Fern’s Chicken Curry with Peaches


This is my step mom’s recipe. Its delicious, bursting with flavour and has a sweetness to it that kids will also love. This one is nice to make over a weekend and then to let it sit in the fridge for a monday night dinner and just warm up and serve as it really is better if it sits for a day 🙂

250g dried peaches

500mls fresh orange juice (with segments if possible)

35 ml olive oil

8 – 10 chicken thighs (skin on)

2 onions, diced

2 cloves garlic, crushed

2 carrots, sliced

1 leek, (or 2 baby leeks) sliced

2 sticks cinnamon

3 whole cloves

2.5 mls (half a teaspoon) ground ginger

15mls (1 tbsp) curry powder

20 mls vinegar

40 mls brown sugar

5 mls (1 tsp) salt

8 baby potatoes

300 mls chicken stock

– Soak the peaches overnight in the orange juice.
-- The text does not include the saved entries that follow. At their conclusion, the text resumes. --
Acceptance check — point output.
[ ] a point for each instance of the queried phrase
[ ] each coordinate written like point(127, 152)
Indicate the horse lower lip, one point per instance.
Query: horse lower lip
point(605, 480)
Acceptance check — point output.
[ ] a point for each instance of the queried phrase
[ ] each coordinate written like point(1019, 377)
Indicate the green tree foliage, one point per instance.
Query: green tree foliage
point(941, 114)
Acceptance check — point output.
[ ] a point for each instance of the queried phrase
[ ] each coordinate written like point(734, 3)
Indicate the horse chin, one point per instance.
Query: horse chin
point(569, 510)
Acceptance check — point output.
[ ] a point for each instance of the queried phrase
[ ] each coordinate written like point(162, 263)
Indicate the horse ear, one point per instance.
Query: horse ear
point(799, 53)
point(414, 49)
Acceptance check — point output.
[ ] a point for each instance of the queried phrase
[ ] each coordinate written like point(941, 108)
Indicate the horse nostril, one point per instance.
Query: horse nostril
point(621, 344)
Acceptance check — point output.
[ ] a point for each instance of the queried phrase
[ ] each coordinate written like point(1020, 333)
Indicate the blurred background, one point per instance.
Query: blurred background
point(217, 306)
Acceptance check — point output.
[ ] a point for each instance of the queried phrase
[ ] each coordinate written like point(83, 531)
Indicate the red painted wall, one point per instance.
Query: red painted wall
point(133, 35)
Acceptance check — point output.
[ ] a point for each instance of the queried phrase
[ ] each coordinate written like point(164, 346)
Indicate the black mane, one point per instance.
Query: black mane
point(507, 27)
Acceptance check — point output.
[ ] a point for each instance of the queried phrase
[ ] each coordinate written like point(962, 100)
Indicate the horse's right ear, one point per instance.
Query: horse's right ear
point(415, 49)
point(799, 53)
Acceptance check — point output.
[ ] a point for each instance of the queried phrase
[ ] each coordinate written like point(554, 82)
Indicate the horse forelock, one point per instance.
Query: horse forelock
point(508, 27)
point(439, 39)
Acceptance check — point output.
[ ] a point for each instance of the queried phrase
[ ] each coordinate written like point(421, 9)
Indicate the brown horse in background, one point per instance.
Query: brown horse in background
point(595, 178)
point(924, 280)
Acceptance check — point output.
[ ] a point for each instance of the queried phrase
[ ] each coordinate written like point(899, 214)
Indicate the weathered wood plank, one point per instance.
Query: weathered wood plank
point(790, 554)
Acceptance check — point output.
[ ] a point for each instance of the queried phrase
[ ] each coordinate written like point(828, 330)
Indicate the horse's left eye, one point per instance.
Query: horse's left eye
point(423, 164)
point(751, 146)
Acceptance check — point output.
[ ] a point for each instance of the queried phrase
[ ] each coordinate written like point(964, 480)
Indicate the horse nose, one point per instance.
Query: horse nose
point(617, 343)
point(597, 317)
– Pre heat your oven to 160 C

– Heat oil in a large pan and brown the chicken thighs well on both sides. Set aside.

– Add onion and garlic to the pan and saute till soft. Add carrot and leek slices and saute for 3 minutes.
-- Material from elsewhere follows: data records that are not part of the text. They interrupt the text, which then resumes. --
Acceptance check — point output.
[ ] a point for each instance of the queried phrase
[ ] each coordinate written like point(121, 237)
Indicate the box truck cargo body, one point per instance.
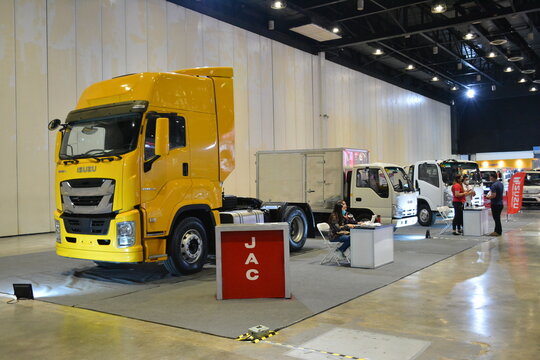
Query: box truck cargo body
point(321, 177)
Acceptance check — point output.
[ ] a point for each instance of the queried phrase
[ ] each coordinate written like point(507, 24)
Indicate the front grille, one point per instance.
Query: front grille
point(87, 226)
point(86, 200)
point(87, 196)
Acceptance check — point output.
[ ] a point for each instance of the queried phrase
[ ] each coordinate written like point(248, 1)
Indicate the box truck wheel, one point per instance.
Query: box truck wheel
point(297, 227)
point(187, 247)
point(425, 215)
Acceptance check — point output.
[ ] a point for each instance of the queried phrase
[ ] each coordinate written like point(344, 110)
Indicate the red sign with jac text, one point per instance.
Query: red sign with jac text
point(252, 264)
point(515, 192)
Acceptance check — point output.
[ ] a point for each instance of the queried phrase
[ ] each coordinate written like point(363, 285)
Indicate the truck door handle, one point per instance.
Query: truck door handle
point(185, 169)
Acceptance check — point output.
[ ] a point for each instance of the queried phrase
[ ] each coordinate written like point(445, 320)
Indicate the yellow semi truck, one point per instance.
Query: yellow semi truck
point(140, 166)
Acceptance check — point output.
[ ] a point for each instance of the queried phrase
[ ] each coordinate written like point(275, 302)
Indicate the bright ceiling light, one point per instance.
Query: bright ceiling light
point(469, 36)
point(438, 8)
point(278, 5)
point(498, 42)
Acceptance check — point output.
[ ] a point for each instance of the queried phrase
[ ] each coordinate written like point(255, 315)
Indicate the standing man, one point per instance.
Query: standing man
point(495, 194)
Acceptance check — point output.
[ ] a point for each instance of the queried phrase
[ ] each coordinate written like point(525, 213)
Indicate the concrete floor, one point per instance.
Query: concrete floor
point(483, 303)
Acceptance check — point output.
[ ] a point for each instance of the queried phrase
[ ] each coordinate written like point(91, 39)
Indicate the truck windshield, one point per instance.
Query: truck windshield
point(450, 169)
point(107, 136)
point(532, 179)
point(400, 181)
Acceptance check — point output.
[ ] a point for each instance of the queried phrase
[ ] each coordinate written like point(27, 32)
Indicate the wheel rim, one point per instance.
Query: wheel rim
point(191, 246)
point(296, 231)
point(424, 215)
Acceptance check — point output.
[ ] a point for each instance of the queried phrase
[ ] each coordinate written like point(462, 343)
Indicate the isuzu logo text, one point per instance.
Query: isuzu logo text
point(87, 169)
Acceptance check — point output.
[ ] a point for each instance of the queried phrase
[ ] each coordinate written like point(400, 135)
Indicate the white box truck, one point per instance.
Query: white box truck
point(320, 177)
point(434, 178)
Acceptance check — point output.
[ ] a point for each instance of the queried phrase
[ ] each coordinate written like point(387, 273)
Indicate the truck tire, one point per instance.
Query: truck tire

– Take off the heat and add cinnamon, cloves, ginger and curry powder. Stir. Place a lid on and let the mixture ‘sweat’ for 4 minutes.

– Place back on the heat, add the vinegar, brown sugar and salt. Add the potatoes to the mixture and add the chicken thighs.

– Add peaches and the orange juice and mix well and then pour the chicken stock over the top.

– Bake for 1 and a half to 2 hours.

The flavours in this curry will develop if allowed to stand for 24 hours (refrigerated).